Rachel Hoff, the first openly gay Republican on the party's platform committee considered leaving the Republican Party for the first time in her life.
Log Cabin Republicans' president Gregory T. Angelo couldn't hide his disappointment and wrote on a fundraising email: “There's no way to sugar-coat this: I'm mad as hell — and I know you are, too.”
But that didn't stop Colton L. Buckley, a young gay Republican from Texas, from showing his love and support for a party which doesn't exactly love and support him the same way.
In full Texan gear, complete with a cowboy hat, a Texas pin and a red bow tie, Buckley explained to Slate why he's still a GOP supporter: “I'd rather deal with a Republican who'll say ‘I don't necessarily agree with you,' than deal with someone who aligns themselves with Hillary Clinton and the Democrats,” he said adding that “the Clinton Foundation has taken tens of millions of dollars from Saudi Arabia nations, [sic] where if I live there as a gay man, I'd be publicly executed.”

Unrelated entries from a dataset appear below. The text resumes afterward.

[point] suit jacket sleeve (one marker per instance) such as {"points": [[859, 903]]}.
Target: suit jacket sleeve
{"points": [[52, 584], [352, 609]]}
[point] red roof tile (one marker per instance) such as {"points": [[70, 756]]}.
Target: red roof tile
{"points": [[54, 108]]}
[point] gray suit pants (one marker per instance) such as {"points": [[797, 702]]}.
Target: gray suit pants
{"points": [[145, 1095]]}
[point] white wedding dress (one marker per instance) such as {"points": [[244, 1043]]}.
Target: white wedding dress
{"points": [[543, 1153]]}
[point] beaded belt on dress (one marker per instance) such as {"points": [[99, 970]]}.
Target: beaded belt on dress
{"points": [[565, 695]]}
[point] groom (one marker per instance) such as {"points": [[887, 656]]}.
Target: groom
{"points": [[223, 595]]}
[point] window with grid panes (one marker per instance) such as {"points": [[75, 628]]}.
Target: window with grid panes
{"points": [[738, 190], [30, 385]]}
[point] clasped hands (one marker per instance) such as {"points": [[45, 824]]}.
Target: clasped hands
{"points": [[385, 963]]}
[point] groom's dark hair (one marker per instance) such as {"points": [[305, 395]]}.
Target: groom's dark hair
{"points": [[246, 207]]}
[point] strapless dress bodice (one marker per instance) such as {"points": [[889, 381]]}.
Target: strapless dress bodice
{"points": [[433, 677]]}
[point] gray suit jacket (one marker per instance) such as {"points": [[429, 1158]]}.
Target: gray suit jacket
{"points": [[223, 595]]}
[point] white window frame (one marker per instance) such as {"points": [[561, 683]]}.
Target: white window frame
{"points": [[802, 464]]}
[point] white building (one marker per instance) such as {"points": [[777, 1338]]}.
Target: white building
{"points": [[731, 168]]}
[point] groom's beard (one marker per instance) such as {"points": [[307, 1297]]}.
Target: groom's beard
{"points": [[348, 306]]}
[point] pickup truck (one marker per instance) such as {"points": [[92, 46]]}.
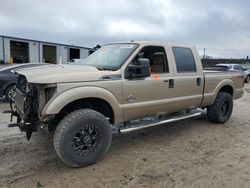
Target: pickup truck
{"points": [[121, 87]]}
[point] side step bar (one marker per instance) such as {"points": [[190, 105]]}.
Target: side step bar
{"points": [[160, 122]]}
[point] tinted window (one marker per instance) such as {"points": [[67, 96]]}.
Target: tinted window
{"points": [[241, 68], [157, 58], [184, 59]]}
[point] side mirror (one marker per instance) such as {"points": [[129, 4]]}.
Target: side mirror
{"points": [[140, 69]]}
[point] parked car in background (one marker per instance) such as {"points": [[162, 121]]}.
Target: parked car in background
{"points": [[8, 78], [234, 67], [76, 61]]}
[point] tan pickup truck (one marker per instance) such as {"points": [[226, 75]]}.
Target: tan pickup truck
{"points": [[121, 87]]}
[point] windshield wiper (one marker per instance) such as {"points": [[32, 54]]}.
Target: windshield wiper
{"points": [[104, 68]]}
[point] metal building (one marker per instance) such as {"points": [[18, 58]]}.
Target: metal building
{"points": [[20, 50]]}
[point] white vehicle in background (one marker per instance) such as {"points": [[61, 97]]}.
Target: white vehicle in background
{"points": [[76, 61], [234, 67]]}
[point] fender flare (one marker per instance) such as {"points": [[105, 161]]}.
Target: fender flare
{"points": [[210, 97], [58, 102]]}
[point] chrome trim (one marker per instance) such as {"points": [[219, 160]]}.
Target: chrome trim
{"points": [[170, 120]]}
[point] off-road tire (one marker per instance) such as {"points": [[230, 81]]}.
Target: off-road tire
{"points": [[219, 113], [66, 131]]}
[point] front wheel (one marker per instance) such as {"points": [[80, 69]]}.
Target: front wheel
{"points": [[82, 137], [222, 108]]}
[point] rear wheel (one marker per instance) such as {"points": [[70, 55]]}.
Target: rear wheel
{"points": [[82, 137], [222, 108]]}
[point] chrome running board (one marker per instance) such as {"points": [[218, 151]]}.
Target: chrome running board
{"points": [[156, 122]]}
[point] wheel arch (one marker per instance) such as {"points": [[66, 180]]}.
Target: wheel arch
{"points": [[87, 97]]}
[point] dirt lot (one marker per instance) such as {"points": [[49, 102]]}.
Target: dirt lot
{"points": [[192, 153]]}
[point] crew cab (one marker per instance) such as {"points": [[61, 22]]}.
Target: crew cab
{"points": [[121, 87]]}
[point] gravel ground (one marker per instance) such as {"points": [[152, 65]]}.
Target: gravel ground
{"points": [[190, 153]]}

Buckley is a “practicing Baptist” who is “found in church every Sunday morning.” He came out of the closet two days after the Orlando tragedy and said that he got “lots of support from federal, state and local officials, party activists, etc.”
He feels embraced by the party “for the most part,” except for that “slim, quarter-page of the platform,” referring to what The New York Times called the most extreme Republican platform in memory.
But the small detail in the platform that states that “our laws and our government's regulations should recognize marriage as the union of one man and one woman,” doesn't bother Buckley too much. The self described “fiscally conservative and socially awesome” young Republican is not a big fan of equality, anyway. “I may be one of the most conservative gay Republicans here because of the fact that I don't believe in same-sex marriage,” he said.
“Marriage is a religious term between a man and a woman,” he concluded.